その場のノリで全てを乗り越えられる俺でなく、彼が死んだ。
一生懸命な努力も何もかも報われずに、ただ死んだ。
俺の知る限り、誰よりも真面目で優しかった人だったのに。
その命はまるで塵芥にように、火星に散蒔かれてしまった。
「そういう、人だったよ」
「……タキガワさんが火星に来たのは。
その人のため、なんだよな」
そうかもしれない。そうでないかもしれない。
すぐさま回答することが出来ずに、俺は笑って誤魔化した。
テンカワさんも、いつの間にか落ち着いたようだった。
――――確かに。
あの人が死んだ場所を一目見ておきたいというのはあった。
だけど、それだけではないかもしれない。
あの時、火星会戦の合同葬で俺は凄く虚しくなった。
親友だったはずの人が、その体も何も残っていないなんて。
あんな人であっても、その命に報われるものがないなんて。
俺はこの世界が平等で公平なものであるなんて思ってない。
努力が報われるとは限らないし、初期条件だってみんな違う。
だけど、俺は嫌になった。
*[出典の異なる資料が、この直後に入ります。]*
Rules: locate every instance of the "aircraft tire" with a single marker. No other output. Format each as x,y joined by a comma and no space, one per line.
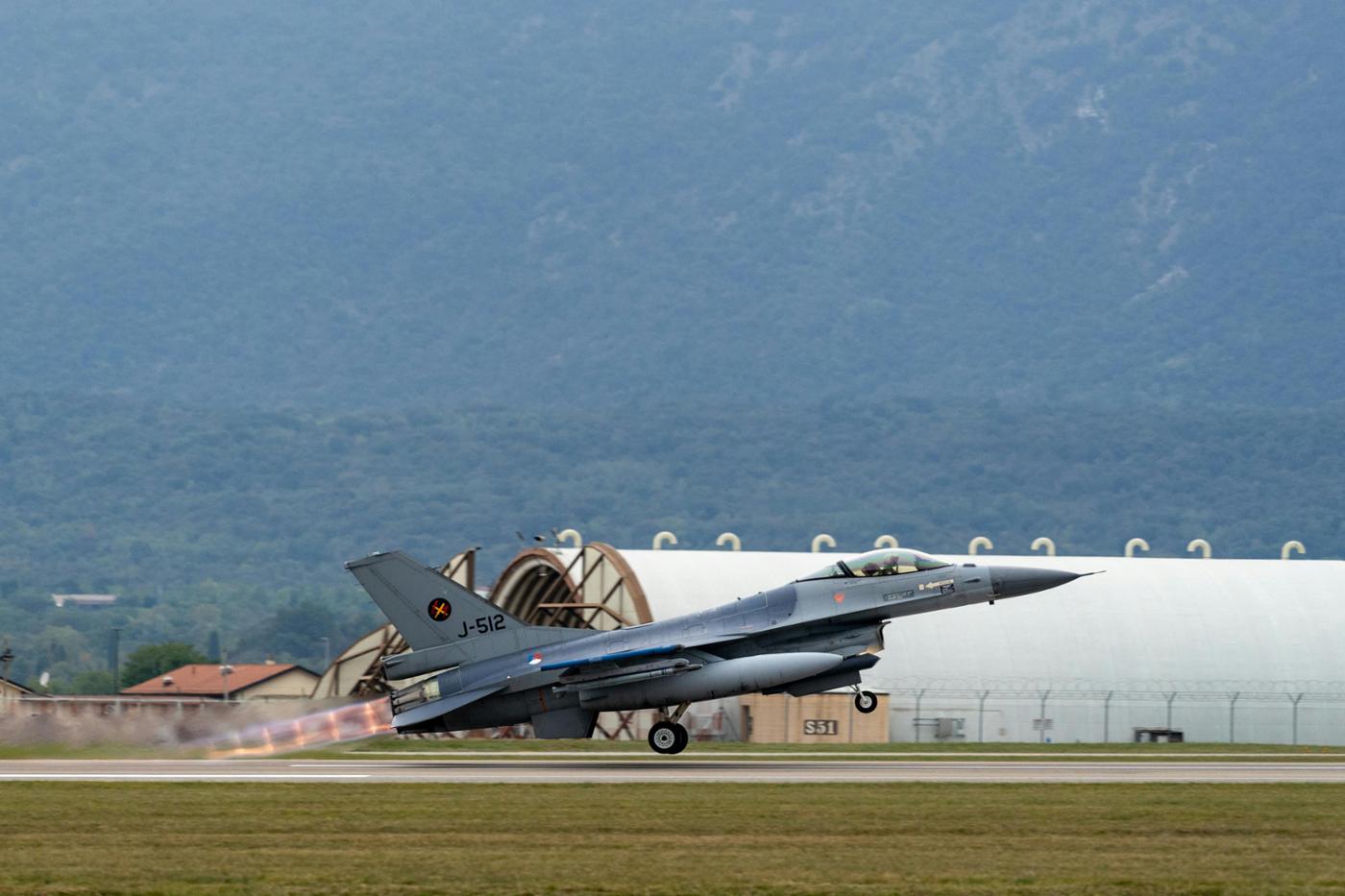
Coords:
668,739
この世界で頑張るのが嫌になった。
別にこの世界から離れたい……死にたい訳ではない。
俺はただ、真面目で優しい人が報われないこの世界の中で。
真っ当に生きていくのが嫌になっただけなのだ。
オペレーターIFSつけて真っ当な職には付けなくなって。
投げ出したはずなのに、ネルガルからスカウトが来て。
勢いだけで戦艦に乗ってそのまま火星まで来てしまった。
真っ当じゃなくなったはずなのに、なんとかなっている。
こんな時にまで、また世界は不平等なんだろうか。
死ぐらいは、平等で公平なものではなかったのだろうか。
死にたいわけではない。ただ拗ねているだけだ。
死が怖くないわけではない。ただ現実感がないだけだ。
――俺は、自分の人生に向き合ったことなんて、ないから。
まるで他人事だから、俺は怖くなんかなかった。
極冠研究所に入るための、5機のチューリップとの戦闘も。
その為に動かしたクロッカスがこちらに砲口を向けても。
フクベ提督に脅されて、チューリップの中に入っても。
このままクロッカスの乗船員みたいに死ぬかもしれなくても。
それでも俺は怖くなかった。なんの実感もなかったから。
テンカワさんやプロスさん、艦長の声が響くブリッジ。
不安そうな声が幾つも周りを取り巻いても、俺は。
これからどうなるんだろうな、と他人事のように考えてた。
もしこれで死んだら、俺もみんなの所に行けるかな。
ヤマダさんやアイツにまた会えるかな、なんて。
馬鹿馬鹿しいほどに意味がない、優しい想像をしていた。